Alternatively, one can run any clustering algorithm in batch mode without GUI. You can use Java, or any scripting programming language.

We show below a code which creates a data sample in 3D and then runs several clustering algorithms in one go. You can optionally print positions of the clusters and membership of the data points.
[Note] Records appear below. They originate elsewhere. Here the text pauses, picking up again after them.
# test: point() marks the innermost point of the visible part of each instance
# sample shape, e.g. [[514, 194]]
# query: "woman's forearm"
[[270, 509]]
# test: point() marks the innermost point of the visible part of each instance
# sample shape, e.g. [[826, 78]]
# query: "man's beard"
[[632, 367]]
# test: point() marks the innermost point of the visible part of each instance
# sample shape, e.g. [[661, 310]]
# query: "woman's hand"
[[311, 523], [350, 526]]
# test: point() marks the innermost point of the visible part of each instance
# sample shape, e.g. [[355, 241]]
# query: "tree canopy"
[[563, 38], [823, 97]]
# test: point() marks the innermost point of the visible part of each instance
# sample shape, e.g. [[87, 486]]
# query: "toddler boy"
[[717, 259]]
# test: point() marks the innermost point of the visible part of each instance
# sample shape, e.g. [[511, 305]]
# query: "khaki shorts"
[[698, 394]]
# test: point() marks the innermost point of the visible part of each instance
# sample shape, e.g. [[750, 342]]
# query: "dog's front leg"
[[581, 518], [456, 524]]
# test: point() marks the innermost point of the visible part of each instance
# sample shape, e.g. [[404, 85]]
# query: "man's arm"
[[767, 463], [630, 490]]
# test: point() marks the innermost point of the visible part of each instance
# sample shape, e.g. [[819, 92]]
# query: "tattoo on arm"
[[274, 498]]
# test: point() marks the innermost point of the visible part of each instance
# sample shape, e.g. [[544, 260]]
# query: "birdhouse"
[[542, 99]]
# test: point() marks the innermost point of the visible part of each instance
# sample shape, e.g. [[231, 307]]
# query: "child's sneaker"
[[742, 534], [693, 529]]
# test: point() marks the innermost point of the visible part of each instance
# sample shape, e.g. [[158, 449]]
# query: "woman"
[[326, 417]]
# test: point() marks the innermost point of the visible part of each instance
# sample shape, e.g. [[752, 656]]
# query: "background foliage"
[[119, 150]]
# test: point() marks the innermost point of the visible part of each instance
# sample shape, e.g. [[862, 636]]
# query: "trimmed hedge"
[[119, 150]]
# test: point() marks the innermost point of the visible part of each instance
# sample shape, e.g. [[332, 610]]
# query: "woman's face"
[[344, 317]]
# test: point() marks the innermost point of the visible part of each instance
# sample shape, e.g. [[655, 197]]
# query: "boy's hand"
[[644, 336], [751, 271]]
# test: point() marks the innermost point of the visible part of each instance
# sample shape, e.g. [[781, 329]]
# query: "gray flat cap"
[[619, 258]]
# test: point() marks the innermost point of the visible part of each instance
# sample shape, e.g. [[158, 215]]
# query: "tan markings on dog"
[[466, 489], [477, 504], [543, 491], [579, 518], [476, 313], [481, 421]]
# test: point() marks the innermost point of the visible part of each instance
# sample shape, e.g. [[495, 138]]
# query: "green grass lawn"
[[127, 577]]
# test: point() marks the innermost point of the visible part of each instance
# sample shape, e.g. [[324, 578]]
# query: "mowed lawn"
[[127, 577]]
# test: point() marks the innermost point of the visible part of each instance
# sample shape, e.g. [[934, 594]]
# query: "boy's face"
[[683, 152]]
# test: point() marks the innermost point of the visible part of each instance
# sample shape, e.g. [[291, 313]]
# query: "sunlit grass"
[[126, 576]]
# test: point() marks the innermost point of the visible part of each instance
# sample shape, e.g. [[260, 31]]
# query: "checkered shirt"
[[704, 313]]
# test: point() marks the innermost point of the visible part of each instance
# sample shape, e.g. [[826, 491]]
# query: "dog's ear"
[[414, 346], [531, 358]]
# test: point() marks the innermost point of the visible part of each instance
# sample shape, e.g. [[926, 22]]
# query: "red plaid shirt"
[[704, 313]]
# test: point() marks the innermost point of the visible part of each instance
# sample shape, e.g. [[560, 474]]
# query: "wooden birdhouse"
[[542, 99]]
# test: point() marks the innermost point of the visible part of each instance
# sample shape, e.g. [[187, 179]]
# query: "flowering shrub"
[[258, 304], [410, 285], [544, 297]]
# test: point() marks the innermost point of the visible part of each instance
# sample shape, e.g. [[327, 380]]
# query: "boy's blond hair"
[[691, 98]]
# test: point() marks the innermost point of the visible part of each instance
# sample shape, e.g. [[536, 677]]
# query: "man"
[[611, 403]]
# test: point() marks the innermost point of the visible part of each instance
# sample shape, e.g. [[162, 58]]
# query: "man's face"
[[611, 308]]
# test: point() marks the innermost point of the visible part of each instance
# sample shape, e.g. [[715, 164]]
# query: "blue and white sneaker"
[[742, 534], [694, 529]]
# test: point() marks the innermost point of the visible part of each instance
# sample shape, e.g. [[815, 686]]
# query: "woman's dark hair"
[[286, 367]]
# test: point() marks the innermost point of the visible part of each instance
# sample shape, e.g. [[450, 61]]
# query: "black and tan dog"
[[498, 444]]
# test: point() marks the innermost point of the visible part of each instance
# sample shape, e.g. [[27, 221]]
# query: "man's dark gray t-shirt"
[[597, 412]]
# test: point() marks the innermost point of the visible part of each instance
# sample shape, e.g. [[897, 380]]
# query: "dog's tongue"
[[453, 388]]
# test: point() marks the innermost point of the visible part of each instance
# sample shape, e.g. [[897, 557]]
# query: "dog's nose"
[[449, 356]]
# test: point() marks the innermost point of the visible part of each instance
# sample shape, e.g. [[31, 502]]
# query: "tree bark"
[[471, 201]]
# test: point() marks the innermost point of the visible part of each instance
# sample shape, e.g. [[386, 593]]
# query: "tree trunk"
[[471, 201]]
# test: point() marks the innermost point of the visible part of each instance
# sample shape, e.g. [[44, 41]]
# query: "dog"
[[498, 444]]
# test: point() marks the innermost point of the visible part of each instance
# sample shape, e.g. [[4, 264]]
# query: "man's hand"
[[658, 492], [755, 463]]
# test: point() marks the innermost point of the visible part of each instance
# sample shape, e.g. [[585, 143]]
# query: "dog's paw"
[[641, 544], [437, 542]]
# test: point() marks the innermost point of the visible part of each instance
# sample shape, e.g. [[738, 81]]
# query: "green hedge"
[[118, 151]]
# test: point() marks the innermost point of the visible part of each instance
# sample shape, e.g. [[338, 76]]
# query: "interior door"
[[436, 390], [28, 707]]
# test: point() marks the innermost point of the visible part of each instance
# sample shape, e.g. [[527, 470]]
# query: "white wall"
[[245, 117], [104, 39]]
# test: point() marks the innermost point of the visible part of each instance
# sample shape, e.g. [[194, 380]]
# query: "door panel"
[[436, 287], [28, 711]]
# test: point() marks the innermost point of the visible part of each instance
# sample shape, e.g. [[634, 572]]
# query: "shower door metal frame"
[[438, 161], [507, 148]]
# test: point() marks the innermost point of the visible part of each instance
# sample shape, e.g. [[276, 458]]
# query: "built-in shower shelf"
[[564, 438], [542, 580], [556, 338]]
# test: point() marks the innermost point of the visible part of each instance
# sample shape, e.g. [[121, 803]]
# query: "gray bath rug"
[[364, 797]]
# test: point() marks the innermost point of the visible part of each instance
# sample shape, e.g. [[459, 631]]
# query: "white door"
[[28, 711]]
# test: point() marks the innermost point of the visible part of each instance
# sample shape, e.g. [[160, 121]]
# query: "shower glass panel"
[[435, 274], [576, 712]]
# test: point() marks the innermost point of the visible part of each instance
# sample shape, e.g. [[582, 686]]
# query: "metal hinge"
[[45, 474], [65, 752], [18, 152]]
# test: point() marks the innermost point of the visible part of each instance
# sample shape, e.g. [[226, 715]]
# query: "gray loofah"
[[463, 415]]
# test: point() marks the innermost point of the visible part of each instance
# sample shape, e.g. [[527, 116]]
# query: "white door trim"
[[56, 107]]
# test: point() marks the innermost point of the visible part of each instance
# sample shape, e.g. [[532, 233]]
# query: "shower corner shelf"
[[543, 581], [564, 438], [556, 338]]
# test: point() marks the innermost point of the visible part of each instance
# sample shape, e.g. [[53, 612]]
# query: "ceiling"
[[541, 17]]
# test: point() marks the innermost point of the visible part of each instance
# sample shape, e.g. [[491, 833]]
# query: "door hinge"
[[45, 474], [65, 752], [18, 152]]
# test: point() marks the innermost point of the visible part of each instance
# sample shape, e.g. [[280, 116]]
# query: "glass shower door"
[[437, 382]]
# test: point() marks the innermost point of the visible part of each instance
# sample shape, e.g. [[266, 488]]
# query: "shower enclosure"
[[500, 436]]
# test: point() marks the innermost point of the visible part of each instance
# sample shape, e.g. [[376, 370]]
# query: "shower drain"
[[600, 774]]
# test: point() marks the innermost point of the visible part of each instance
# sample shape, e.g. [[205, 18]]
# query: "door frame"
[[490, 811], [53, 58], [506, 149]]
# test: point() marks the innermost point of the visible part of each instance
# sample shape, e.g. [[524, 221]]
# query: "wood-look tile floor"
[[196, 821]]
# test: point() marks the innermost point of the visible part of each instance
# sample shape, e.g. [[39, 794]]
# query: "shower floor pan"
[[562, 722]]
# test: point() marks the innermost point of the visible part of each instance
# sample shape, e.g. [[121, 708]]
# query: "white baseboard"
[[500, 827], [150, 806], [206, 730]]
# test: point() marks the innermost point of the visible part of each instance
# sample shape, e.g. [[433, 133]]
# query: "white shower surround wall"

The following modes will be used:

  • K-means algorithm fixed cluster mode with single seed event
  • K-means algorithm for multiple iterations
  • K-means clustering using exchange method for best estimate
  • K-means clustering using exchange method
  • Hierarchical clustering algorithm
  • Hierarchical clustering algorithm, best estimate

The following modes are available:

  • 111 - standard k-means with single seed
  • 112 - kmeans algorithm for multiple iterations
  • 113 - k-means in exchange mode
  • 114 - k-means multiple pass
  • 121 - Hierarchical -- standard mode
  • 122 - Hierarchical clustering algorithm, best estimate
  • 131 - fuzzy
  • 132 - fuzzy best estimate
from java.awt import Color
from java.util import Random 
from jminhep.cluster import * 

# create a data holder
data = DataHolder("Example")

# fill 3D data with Gaussian random numbers
rand = Random()
for i in range(100):
      a =[]
      a.append( 10*rand.nextGaussian() )
      a.append( 2*rand.nextGaussian()+1 )
      a.append( 10*rand.nextGaussian()+3 )
      data.add( DataPoint(a) )
      del a

# show the data
# HTable(data)

# Print data
# data.print()

# initialte partitioner
pat = Partition(data);

# set mode
pat.set(3, 0.001, 1.7, 1000);

# probability for membership (only for Fuzzy algorithm)
pat.setProbab(0.68)


# define types of cluster analysis
mode =[]
mode.append(111)
mode.append(112)
mode.append(113)
mode.append(114)
mode.append(121)
mode.append(122)
# mode.append(131)
# mode.append(132)

 

for i in range(len(mode)):
        print "test=",i
        pat.run(mode[i])
        print "algorithm: " +  pat.getName()
        print "Compactness: " + str(pat.getCompactness())
        print "No of final clusters: " + str(pat.getNclusters())
        Centers = pat.getCenters()
#        Centers.Print()

The output of the above script is shown below:

test 0
algorithm: kmeans algorithm fixed cluster mode with single seed event
Compactness: 1.98271418832
No of final clusters: 3
test= 1
algorithm: kmeans algorithm for multiple iterations
Compactness: 1.31227526642
No of final clusters: 3
test= 2
algorithm: K-means clustering using exchange method for best estimate
Compactness: 1.35529140568
No of final clusters: 5
test= 3
algorithm: K-means clustering using exchange method
Compactness: 1.35529140568
No of final clusters: 5
test= 4
algorithm: Hierarchical clustering algorithm
Compactness: 1.41987639705
No of final clusters: 5
test= 5
algorithm: Hierarchical clustering algorithm, best estimate
Compactness: 1.20134128248
No of final clusters: 6

You can print centers of clusters as:

Centers = pat.getCenters()
for i in range(Centers.getSize()):
                   g=Centers.getRow(i)
                   n=g.getDimension()
                   print i, " ",  g.getAttribute(0),g.getAttribute(1),g.getAttribute(2)

Where "Centers" are "DataHolder" container in the above example.